More than 200 Dutch mosques, however, have come together to appeal to the king to call off the meeting.
According to Palestinian group The Rights Forum, there will be protests at Mr Herzog’s presence because of his alleged support for what South Africa has claimed at the International Court of Justice is a campaign of genocide by Israel against Gazans.
“That’s why it should be unthinkable for him to set foot on Dutch soil — other than to answer to the International Criminal Court.”
Before the second World War, the Netherlands had a vibrant Jewish community of about 140,000 people, mainly centred in Amsterdam. By the end of the Holocaust, 102,000 of those, some 75 per cent, were dead.

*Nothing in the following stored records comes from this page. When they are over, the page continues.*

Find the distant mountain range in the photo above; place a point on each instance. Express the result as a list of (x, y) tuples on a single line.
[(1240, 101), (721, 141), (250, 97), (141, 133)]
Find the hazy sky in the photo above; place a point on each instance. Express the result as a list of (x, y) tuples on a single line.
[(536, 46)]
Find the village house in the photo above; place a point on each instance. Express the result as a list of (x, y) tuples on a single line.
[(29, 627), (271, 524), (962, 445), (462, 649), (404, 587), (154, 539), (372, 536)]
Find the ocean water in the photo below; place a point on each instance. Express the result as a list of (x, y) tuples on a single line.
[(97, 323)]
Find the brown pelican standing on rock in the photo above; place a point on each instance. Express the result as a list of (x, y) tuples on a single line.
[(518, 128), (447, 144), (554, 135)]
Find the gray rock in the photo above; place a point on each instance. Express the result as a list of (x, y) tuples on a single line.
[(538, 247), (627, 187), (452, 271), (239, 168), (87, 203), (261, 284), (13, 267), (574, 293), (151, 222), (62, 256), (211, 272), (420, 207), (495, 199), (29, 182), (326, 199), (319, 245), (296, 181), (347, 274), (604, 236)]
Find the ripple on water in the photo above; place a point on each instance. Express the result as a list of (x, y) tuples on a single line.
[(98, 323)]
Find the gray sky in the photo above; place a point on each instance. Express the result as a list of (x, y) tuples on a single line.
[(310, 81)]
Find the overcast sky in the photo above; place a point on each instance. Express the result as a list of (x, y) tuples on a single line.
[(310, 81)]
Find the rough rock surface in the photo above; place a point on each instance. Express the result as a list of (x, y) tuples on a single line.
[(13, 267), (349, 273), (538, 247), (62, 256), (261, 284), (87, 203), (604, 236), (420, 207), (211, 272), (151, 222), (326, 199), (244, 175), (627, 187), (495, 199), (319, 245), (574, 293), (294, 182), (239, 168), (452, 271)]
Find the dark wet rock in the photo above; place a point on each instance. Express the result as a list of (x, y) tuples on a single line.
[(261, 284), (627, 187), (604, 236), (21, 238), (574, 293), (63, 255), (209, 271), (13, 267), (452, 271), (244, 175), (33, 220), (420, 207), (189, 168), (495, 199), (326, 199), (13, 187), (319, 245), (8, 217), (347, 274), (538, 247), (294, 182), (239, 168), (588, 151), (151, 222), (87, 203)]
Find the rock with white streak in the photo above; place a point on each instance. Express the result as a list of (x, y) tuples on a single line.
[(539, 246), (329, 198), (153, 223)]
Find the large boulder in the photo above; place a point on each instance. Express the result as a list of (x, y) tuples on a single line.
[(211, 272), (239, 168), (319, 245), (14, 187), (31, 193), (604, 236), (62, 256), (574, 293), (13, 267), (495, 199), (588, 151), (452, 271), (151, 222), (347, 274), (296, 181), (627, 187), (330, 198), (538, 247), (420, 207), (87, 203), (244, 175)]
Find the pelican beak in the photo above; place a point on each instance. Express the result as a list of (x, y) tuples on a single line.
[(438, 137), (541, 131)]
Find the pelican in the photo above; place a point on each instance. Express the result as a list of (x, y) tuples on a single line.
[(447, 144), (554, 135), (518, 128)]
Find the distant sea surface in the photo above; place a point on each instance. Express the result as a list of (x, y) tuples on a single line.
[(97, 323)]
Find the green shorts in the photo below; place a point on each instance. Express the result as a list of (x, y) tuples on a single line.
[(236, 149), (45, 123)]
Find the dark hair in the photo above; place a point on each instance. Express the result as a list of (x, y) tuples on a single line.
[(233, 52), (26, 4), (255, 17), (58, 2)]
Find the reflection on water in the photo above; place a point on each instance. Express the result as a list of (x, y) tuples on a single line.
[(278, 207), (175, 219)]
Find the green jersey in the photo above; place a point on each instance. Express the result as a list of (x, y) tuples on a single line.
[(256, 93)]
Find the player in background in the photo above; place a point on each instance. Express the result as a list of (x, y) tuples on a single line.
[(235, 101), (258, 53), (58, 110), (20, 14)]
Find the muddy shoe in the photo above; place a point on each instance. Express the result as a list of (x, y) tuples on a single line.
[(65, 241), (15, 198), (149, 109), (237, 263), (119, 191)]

The building housing the new museum is a former kindergarten in the old Jewish quarter. Across the road is a former theatre where Jewish families were taken to await deportation to death camps such as Auschwitz and Sobibor.
Visitors to the museum will be able to walk through an “escape corridor” created by Dutch resistance fighters through which some 600 children were separated from their families and smuggled to safety over the years.
“Within a few hundred metres in Amsterdam you have this story of deportation and of collaboration, a dark part of our history”, says curator, Annemiek Gringold.
The museum will display some 2,500 objects, including striped Auschwitz uniforms, buttons cut from the clothes of arrivals at Sobibor, and photographs of those who died, including babies, toddlers and young children.
On the walls are copies of the Nazis’ anti-Jewish laws, including the notorious 1942 directive to wear a yellow Star of David and notices offering rewards for “denouncing” Jews to the authorities.
The reality of the Holocaust, however, is being rapidly forgotten in the Netherlands.
According to a survey last year by non-profit awareness group Claims Conference, nearly a quarter of Dutch people born after 1980 believe the Holocaust was a myth or the number of its victims greatly exaggerated. And as history is being forgotten, the number of anti-Semitic incidents in the Netherlands is on the rise, doubling last year from 69 to 154, according to the European Jewish Congress.